Le discours sur la crise de la masculinité dans les séries télé ne cherche pas nécessairement à transformer les hommes en victimes, note l’étudiante. «Il porte sur les questionnements identitaires et existentiels des hommes, sur leurs difficultés personnelles et relationnelles. Au Québec, les séries réalisées par Podz, comme Minuit le soir et 19-2, sont particulièrement représentatives de ce type de questionnements.»
La question problématique du père est une autre thématique récurrente dans les séries américaines et québécoises. «En l’absence d’un modèle de père positif auquel ils pourraient s’identifier, les personnages masculins éprouvent des difficultés à se définir», observe Stéphany Boisvert.
La figure de l’antihéros
Depuis 10 ans environ, l’antihéros s’est imposé comme une figure dominante de la représentation masculine dans les séries télé, au détriment des héros traditionnels. Des personnages comme celui de Charles Ingalls dans La petite maison dans la prairie, époux loyal et père de famille irréprochable, appartiennent à une époque désormais révolue.
Les mâles contemporains affichent leur part d’ombre, leurs faiblesses et leurs doutes, provoquant de l’empathie, voire de la compassion, chez le téléspectateur, qu’ils soient mafioso (Les Sopranos), publicitaire (Mad Men), tueur en série (Dexter), flic (19-2), directeur de PME (The Office) ou prof de chimie (Breaking Bad). Le recours fréquent aux monologues et aux flash-back existentiels favorise la focalisation sur leur vie intérieure et l’expression de leurs émotions.
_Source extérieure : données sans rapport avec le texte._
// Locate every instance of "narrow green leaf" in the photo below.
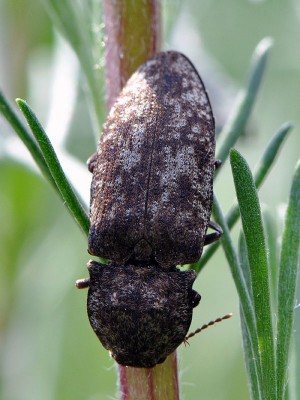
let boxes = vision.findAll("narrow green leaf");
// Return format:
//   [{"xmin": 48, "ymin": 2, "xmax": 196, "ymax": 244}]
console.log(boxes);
[
  {"xmin": 229, "ymin": 122, "xmax": 292, "ymax": 226},
  {"xmin": 16, "ymin": 98, "xmax": 90, "ymax": 237},
  {"xmin": 276, "ymin": 160, "xmax": 300, "ymax": 400},
  {"xmin": 238, "ymin": 233, "xmax": 264, "ymax": 400},
  {"xmin": 263, "ymin": 210, "xmax": 278, "ymax": 306},
  {"xmin": 0, "ymin": 91, "xmax": 56, "ymax": 188},
  {"xmin": 240, "ymin": 305, "xmax": 261, "ymax": 400},
  {"xmin": 238, "ymin": 233, "xmax": 252, "ymax": 293},
  {"xmin": 212, "ymin": 196, "xmax": 263, "ymax": 384},
  {"xmin": 212, "ymin": 197, "xmax": 250, "ymax": 304},
  {"xmin": 230, "ymin": 148, "xmax": 275, "ymax": 400},
  {"xmin": 295, "ymin": 303, "xmax": 300, "ymax": 400},
  {"xmin": 216, "ymin": 37, "xmax": 273, "ymax": 167},
  {"xmin": 253, "ymin": 121, "xmax": 292, "ymax": 188},
  {"xmin": 191, "ymin": 122, "xmax": 292, "ymax": 273}
]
La chercheuse s’interroge sur la prolifération de ce type de personnages. «Je me demande si cette tendance à construire des antihéros, dont plusieurs ont une personnalité conflictuelle et des comportements parfois immoraux et violents, ne témoigne pas d’une volonté de renégocier un nouveau modèle de masculinité hégémonique, plus complexe que le modèle patriarcal traditionnel. La masculinité hégémonique renvoie à une définition naturalisée, normative et prescriptive du masculin.»
Dualisme oppositionnel
Au cours de sa recherche, Stéphany Boisvert entend explorer plus avant la représentation des relations entre hommes et femmes dans les séries télé. «Je m’inspire du concept de dualisme oppositionnel élaboré par la féministe française Élisabeth Badinter, selon lequel les deux genres seraient aux antipodes l’un de l’autre. Cela conduit à mettre l’accent sur le fait que les hommes et les femmes auraient des motivations, des besoins et des désirs nécessairement opposés.»
La doctorante dit avoir observé une tendance qui consiste à présenter des personnages d’hommes sensibles et tourmentés, traversant une crise morale ou professionnelle, face à des femmes ayant réussi, plus rationnelles, en contrôle de leurs émotions. «C’est comme si les identités de genre traditionnelles étaient renversées, les caractéristiques dites masculines étant maintenant associées aux femmes et vice-versa», conclut Stéphany Boisvert.